Published: November 2006Evolution
Bats Wings

A Fin is a Limb is a Wing

How Evolution Fashioned its Masterworks

By Carl Zimmer
Photograph by Rosamond Purcell

The father of evolution was a nervous parent. Few things worried Charles Darwin more than the challenge of explaining how nature's most complex structures, such as the eye, came to be. "The eye to this day gives me a cold shudder," he wrote to a friend in 1860.

Today biologists are beginning to understand the origins of life's complexity—the exquisite optical mechanism of the eye, the masterly engineering of the arm, the architecture of a flower or a feather, the choreography that allows trillions of cells to cooperate in a single organism.
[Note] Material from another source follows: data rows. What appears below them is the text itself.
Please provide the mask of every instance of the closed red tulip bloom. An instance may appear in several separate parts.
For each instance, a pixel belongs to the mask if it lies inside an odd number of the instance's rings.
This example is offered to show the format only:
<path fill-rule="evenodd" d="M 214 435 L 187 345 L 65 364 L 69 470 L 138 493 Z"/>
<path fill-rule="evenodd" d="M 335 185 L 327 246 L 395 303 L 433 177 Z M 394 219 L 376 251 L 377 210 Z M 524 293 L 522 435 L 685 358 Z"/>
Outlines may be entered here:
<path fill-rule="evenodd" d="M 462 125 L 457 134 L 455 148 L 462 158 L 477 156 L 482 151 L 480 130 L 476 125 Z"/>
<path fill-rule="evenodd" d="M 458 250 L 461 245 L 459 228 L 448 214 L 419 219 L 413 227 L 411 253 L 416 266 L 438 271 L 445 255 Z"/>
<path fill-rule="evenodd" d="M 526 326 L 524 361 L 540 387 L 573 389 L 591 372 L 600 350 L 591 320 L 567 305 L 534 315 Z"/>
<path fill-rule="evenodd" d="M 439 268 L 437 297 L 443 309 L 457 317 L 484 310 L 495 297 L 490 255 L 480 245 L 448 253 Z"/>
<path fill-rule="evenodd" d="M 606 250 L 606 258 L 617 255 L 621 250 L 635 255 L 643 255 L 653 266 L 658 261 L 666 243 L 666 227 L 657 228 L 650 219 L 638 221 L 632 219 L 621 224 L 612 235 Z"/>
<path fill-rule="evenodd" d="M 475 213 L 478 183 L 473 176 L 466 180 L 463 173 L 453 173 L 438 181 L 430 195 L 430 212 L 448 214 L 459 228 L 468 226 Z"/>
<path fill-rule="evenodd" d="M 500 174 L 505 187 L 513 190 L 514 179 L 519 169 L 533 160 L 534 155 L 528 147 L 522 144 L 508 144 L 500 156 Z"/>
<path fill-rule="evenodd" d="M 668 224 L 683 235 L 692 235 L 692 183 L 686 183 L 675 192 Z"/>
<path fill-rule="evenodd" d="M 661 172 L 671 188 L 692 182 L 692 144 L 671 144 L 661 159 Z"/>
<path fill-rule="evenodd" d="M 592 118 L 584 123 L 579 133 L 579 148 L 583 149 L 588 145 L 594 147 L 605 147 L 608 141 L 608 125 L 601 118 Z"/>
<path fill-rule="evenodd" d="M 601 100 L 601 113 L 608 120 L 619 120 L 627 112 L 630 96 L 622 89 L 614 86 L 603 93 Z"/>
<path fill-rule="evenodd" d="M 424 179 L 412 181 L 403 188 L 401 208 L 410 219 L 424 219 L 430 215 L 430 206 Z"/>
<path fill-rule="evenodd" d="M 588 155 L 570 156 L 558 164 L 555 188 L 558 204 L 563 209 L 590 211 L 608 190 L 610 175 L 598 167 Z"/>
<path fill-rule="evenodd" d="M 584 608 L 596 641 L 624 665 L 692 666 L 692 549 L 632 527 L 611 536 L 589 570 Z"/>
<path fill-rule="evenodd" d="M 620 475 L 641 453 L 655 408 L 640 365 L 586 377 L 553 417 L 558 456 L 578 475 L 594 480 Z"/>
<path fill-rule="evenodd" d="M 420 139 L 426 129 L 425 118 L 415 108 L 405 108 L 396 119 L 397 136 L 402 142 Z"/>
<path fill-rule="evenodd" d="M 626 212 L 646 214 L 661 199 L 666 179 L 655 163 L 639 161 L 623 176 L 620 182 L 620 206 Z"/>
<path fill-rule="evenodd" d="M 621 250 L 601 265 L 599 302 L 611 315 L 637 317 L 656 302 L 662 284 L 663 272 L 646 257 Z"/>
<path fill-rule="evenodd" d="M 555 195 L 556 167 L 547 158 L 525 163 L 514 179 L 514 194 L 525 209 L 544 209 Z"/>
The fundamental answer is clear: In one way or another, all these wonders evolved. "The basic idea of evolution is so elegant, so beautiful, so simple," says Howard Berg, a Harvard researcher who has spent much of the past 40 years studying one of the humbler examples of nature's complexity, the spinning tail of common bacteria. "The idea is simply that you fiddle around and you change something and then you ask, Does it improve my survival or not? And if it doesn't, then those individuals die and that idea goes away. And if it does, then those individuals succeed, and you keep fiddling around, improving. It's an enormously powerful technique."